Engine Works Blog

Under the hood of Alteryx: tips, tricks and how-tos.
6 - Meteoroid

As a recovering DBA I still reach into my bag of tricks when having to do low level data movement. It's a habit hard won, but I'm breaking it. And Ned gave me a little more push in that direction.


We have a fairly large static table that is the source for some reporting that has been giving us headaches. We've indexed, dropped unnecessary columns, run every applicable DBCC and still the table would not clean up. Rowcount multiplied by maximum row width should give you an approximation of the table size; that number was half what was sitting on the database. It was bloated. I think the pages were so torn that the data couldn't reorganize into a tidy bundle. So, I was going to go old school and BCP the data out, truncate the table and BCP the data back in. Simple enough. The BCP in would arrange the data tightly. And, assuming the clustered index wasn't insane, the data would remain compact. I expected 1.5 hours BCP out, 1.5 hours back in and another hour to lay indices.

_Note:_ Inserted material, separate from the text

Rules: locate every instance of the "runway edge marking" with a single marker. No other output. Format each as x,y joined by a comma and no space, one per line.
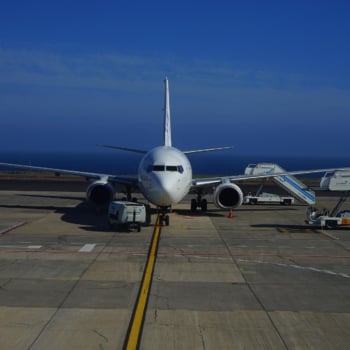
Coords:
134,333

I mentioned my plans to Ned.


He reminded me that we have the data in a Calgary data file. I didn't need to BCP out; I could use the Calgary file as my source. Fantastic, one step out of the way. So, I wrote a quick module to load the data from Calgary into MSSQL Server.


Given the large numbers of records, I set the Transaction Size option (#8) on the output to 10000. Setting the Transaction Size will allow the log to commit. Without this option set, my log would have grown and I didn't want to have that headache too.


The data loaded in 15 minutes. Fifteen. In all fairness, the Calgary file only contained 25 columns, a quarter of the original source. Nevertheless, Alteryx loaded 15 million records from Calgary into MSSQL Server in 15 minutes. I think the time to build the Calgary data file was approximately 1.5 hours.


With the necessary indices (a unique clustered, a covering and 4 others) the total size on the database is less than 6GB. The original size was 58GB.


While this isn't necessarily a best of breed example for Calgary's use, I think it demonstrates in real-world terms how it can help solve some data management nightmares. We needed a large chunk of data pulled out of a RDBMS and put back in. Additionally, we can copy/move the Calgary data file to any other server that needs this source data and load it up quickly. We know that the data will be the same on each server because the Calgary data file is atomic. We can check it into our source control to have a point-in-time recovery for this reporting source. Going forward, we'll use the Calgary data file as the source in our web applications too.